Balancing in a bubble

In search of an idea for a post, I went looking on the ABS website for statistics about women and work. I got sidetracked into this fascinating summary of lots of different research they’ve done into work, families and childcare.

I was particularly struck by a graph that shows the combined weekly hours worked by both parents (where there are two). Not so much by the information in the graph itself (although that was really interesting), but by the mindset that it is important to look at the total amount of work that happens in a household and how it is shared. I’m inclined to think (from the position of someone who works 45 or so of the 60 hours worked for pay in this household) that the best outcome is for the total work of this household to be about 30 hours – shared 50/50. But I know that’s not going to happen.

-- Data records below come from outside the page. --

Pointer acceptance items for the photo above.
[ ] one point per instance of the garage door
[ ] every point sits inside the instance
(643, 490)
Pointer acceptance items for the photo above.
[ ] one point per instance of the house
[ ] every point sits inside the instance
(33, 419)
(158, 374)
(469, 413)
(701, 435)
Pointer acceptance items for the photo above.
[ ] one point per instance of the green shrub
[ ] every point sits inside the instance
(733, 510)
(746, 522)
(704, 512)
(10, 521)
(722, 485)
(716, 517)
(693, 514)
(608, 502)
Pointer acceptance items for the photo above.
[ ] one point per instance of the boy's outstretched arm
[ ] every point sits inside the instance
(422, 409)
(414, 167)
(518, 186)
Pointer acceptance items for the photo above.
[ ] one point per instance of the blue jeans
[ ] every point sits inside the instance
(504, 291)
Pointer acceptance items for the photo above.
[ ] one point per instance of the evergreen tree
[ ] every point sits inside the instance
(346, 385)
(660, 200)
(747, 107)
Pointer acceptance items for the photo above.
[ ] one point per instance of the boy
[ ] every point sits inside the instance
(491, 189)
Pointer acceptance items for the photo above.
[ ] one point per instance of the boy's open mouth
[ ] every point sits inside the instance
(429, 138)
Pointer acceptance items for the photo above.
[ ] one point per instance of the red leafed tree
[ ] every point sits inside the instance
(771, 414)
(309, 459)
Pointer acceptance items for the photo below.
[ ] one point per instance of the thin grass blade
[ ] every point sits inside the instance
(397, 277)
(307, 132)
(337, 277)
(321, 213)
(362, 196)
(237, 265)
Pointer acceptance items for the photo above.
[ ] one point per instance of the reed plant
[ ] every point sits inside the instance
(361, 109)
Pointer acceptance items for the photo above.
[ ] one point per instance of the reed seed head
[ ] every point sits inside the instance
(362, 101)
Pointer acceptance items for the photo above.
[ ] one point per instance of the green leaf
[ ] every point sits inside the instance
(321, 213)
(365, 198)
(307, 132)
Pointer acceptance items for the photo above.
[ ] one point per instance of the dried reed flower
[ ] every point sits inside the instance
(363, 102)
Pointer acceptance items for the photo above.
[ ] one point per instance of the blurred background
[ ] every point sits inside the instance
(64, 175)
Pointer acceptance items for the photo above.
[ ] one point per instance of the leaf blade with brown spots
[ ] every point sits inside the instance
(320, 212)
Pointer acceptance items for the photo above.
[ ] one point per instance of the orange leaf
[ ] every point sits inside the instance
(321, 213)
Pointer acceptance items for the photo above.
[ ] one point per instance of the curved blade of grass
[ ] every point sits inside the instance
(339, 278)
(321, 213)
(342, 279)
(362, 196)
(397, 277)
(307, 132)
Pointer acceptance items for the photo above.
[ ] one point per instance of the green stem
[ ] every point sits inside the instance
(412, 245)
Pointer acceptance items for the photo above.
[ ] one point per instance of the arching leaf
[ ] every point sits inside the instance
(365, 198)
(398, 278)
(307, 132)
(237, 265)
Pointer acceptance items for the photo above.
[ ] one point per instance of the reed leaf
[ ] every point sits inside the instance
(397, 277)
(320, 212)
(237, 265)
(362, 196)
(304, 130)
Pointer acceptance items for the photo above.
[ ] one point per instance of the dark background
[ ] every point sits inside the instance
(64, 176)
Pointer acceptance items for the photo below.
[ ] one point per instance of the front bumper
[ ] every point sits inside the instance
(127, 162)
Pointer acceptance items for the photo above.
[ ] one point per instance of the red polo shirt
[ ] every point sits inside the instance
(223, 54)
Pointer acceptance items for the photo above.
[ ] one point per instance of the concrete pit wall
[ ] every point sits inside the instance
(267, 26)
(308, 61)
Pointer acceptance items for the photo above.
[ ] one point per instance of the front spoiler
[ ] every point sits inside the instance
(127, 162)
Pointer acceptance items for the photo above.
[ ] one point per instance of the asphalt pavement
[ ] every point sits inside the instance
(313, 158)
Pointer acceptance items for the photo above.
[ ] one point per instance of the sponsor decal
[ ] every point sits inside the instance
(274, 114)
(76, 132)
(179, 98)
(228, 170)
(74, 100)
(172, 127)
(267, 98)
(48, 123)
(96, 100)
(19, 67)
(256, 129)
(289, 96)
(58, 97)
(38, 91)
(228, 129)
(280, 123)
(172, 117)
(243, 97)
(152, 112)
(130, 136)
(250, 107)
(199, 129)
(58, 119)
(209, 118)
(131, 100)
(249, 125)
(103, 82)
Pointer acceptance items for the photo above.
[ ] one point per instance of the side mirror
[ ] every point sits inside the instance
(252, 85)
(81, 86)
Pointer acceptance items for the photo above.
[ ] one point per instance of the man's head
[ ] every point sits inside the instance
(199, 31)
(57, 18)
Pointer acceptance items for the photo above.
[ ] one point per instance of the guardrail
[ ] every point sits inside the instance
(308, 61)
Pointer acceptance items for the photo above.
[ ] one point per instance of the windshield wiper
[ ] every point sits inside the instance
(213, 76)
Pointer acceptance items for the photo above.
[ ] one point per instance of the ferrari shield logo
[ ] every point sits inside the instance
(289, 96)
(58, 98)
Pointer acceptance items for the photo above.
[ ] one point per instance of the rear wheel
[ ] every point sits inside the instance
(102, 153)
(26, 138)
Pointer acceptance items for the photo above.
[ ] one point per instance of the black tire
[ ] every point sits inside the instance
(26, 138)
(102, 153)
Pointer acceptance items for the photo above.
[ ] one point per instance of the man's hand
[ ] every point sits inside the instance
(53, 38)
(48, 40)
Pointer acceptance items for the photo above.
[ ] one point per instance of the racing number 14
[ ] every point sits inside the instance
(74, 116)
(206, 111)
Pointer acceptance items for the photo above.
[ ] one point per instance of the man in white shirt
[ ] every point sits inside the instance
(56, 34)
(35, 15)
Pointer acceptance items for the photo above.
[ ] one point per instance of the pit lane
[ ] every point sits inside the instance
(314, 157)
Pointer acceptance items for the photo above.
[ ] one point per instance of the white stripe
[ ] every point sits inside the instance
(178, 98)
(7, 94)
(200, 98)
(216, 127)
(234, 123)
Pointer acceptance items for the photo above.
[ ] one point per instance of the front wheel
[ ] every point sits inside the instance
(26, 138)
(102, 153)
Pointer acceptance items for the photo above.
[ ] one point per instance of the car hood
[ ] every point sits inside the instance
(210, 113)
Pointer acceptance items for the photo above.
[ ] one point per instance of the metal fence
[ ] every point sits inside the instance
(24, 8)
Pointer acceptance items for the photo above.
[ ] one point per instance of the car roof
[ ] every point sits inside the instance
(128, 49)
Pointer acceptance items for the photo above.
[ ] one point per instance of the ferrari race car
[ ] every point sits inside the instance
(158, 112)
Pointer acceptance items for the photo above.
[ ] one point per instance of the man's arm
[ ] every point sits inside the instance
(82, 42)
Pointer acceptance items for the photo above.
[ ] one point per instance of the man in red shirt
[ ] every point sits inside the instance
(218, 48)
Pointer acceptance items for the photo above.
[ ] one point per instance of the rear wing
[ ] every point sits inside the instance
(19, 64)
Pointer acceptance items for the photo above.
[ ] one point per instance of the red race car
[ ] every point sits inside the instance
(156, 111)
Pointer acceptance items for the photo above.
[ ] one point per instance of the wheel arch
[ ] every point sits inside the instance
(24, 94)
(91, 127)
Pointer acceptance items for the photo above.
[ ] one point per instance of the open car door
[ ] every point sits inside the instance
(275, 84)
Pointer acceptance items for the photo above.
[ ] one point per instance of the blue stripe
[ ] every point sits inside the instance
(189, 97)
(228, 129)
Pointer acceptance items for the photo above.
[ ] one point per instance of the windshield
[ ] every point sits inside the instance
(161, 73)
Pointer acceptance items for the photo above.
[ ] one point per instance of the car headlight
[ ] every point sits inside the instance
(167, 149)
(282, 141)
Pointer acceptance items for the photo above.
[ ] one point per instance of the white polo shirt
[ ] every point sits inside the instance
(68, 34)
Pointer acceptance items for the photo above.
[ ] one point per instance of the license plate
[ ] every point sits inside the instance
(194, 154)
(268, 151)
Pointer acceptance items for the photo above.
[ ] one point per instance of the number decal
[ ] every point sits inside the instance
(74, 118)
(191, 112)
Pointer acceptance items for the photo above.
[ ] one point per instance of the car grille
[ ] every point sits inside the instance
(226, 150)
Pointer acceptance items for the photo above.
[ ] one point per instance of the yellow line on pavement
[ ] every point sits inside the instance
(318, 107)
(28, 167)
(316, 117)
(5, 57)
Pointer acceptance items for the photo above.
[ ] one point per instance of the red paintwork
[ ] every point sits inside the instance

Other interesting snippets:

– 70% of families with children under five had a total paid working hours of less than 60 hours a week (with 3% being over 100 hours a week!)
– 33% of fathers working full time used flexible working arrangements to help themselves care for children – mostly flexible working hours (70% of mothers did the same)
– 40% of fathers and 44% of mothers are entitled to paid paternity/maternity leave
– 72% of public sector employees and 36% of private sector employees are entitled to paid parental leave
– Since 1986, women’s participation in the labour force has gone up from 61% to 70% between the ages of 25 and 34 (but the study links to another study that points out that the proportionof women aged 25 to 29 without children has increased from 40% to 53% between 1986 and 1996)

Any conclusions?

Australia as it is today is a society where some of us are working more hours than ever before (in 1994 we had more men working more than 45 hours a week than any country than the UK, and more women than any country than Japan), but there does seem to be genuine progress in sharing the load between men and women. It’s glacial, but it’s there. I’m increasingly thinking that a tipping point may start to come. It’s anecdotal, but there are a lot more stay at home dads around, at least where I live.